If there were no MagicMarts, there would be no responses claiming that calling them MagicMarts is snobbish. Nor would there be folks claiming that they are a logical extention of the rules on every "low magic" thread that ever gets to four posts.

I know that you were hoping to play Mythbusters, but in this case the only "myth" is that MagicMarts don't exist outside of Internet forums.

I'll bite.

Show me.
 

One of the favorite places in my main D&D campaign world is a 'magic shop' run my an Elven adventurer now long since retired. A former PC, like many NPCs of note in this particular milieu, the proprietor is constantly testing and experimenting with various magical potions and spells, making entry into the store an adventure in itself. Players have opened the door to the entire place being coated in shades of orange, the shopkeeper unable to deactivate a self-inflicted polymorph and the "stock boy" (a 9 ft. troll) being lost amid the shelves for hours on end.

The shop carries, buys, sells and trades everything from magic items to spell components and is willing to identify and/or translate items and ancient texts to the best of the owner's ability. His colorful antics, foppish clothing and slightly effeminate English accent are all a carefully constructed facade to hide his vast wealth of arcane knowledge and phenomenal spellcasting ability. Make not mistake, he players the clown but is a deadly combatant. And of course, the stock boy is a troll.

For regulars and favorite customers it is not unusual for the shopkeep to preform identifications free of charge, order special, hard-to-get items and even teach a few unique spells of his own creation.

This to me is far from a Magic Walmart and I can safely say my campaign would not be the same without it.

:D
 

I think the "no magic Walmarts" statement usually means no bulk magic stores where PCs waltz in with a shopping list from the DMG and MiC. Whether or not this is specifically spelled out in the rules, many see it as an inevitable side effect of the Wealth by Level guidelines...
 

IceFractal said:
Ok, I can see the argument that it would take a while in game time, but that doesn't mean it should take a long time in real time.
Oh lord no. It can be kind of fun to take players through the process, once, maybe later twice if it's different, so they get an idea of what it entails, and you make it interesting with maybe some rivals out there looking to buy the same thing, but yeah, going through a laborious item-hunting process in-game every single time, that sucks, no question.
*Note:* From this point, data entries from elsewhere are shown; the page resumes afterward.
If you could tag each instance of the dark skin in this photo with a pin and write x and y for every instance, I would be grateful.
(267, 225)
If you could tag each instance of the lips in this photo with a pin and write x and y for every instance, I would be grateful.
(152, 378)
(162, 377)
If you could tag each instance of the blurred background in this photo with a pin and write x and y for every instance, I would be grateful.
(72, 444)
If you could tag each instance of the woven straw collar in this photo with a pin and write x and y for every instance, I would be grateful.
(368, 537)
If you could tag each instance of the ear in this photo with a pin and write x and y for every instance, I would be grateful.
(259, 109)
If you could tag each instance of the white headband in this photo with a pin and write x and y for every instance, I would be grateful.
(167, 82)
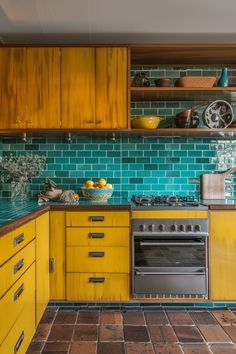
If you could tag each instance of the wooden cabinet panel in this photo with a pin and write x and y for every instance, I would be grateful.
(222, 255)
(97, 236)
(12, 88)
(42, 264)
(98, 286)
(111, 88)
(97, 259)
(57, 255)
(43, 88)
(78, 87)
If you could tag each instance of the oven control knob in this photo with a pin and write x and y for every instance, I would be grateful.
(174, 227)
(143, 227)
(190, 228)
(152, 227)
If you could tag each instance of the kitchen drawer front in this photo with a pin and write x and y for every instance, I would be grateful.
(14, 241)
(21, 333)
(13, 302)
(98, 286)
(97, 259)
(97, 236)
(16, 266)
(97, 218)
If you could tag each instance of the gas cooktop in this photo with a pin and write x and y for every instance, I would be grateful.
(165, 201)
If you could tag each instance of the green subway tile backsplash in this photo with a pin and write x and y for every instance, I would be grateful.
(133, 165)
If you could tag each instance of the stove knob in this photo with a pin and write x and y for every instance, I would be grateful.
(174, 227)
(143, 227)
(152, 227)
(190, 228)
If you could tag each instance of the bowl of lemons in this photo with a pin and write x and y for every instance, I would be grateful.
(99, 191)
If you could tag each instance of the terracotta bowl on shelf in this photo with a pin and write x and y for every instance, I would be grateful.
(145, 122)
(164, 82)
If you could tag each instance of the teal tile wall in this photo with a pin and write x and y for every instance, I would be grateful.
(133, 165)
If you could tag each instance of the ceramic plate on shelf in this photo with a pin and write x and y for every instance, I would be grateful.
(218, 114)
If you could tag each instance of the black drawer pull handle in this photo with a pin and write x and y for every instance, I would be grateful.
(96, 280)
(18, 292)
(96, 254)
(18, 266)
(96, 218)
(18, 239)
(96, 235)
(19, 342)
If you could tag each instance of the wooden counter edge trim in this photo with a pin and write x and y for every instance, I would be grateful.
(12, 225)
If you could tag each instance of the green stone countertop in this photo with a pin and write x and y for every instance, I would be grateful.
(12, 211)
It's only really an issue if you treat a 3e campaign as a six-month nonstop thrillride to 20th-level demigodhood, which the game makes very possible if you don't allow downtime, and which is really pretty cartoony – though that can be fun. If you give the campaign a pre-modern pace to begin with, make it more episodic, and have the characters grow at the comparatively glacial but still objectively impressive rate of a level per game year (on average), or even just provide a month or three of downtime between adventures, the time considerations aren't such a strain.
 

Planescape has always been a magic intensive setting, and given that the wheel exists in many settings that can be a starting point for many of the magical items that filter their way onto the prime.
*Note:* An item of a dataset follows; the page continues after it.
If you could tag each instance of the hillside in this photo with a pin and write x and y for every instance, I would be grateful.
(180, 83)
In the case of Sigil itself, magical items are easy to come by if you have the cash or the credit. The reason for this is due in part to the fact that magical items continue to be created but a smaller number are destroyed. Add to that the fact that the setting allows for other ways of creating such items, like exotic materials or techniques, grand artifice of all the outsider races and the forges of the Gods themselves and there is a great deal of them.
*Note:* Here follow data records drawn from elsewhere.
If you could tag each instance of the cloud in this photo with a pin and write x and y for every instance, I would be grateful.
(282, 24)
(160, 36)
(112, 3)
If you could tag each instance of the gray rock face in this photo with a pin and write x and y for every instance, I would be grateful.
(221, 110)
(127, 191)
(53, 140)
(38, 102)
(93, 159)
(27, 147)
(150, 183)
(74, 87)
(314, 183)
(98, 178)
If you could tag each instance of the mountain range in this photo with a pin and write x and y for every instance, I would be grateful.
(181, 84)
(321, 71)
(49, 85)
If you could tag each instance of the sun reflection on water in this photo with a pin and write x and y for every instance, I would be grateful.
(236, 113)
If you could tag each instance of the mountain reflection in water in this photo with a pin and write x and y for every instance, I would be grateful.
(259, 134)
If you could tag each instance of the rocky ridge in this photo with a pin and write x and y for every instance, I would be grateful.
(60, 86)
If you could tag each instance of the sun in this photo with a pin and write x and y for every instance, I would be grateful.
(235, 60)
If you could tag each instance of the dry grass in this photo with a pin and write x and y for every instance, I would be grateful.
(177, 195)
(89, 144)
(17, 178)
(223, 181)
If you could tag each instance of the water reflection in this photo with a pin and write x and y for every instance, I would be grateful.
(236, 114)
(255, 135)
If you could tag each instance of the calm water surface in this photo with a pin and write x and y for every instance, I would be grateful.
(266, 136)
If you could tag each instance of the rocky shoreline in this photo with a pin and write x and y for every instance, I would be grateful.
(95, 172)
The reason that so many of the ones that seem to change hands or return to stocks happen to be weapons and armor, is easily explainable due to the Blood War. The war creates an ever present demand for new material, and when people wielding the current are killed the other side or scavengers will claim the weapons and sell them back.

It creates an abundance of the lower level magical items. Beyond that it is more of a boutique sale or knowing the right person (that term is applied broadly). And it can be commissoned or located. The trick of course is having the money to pay and a way of getting to there.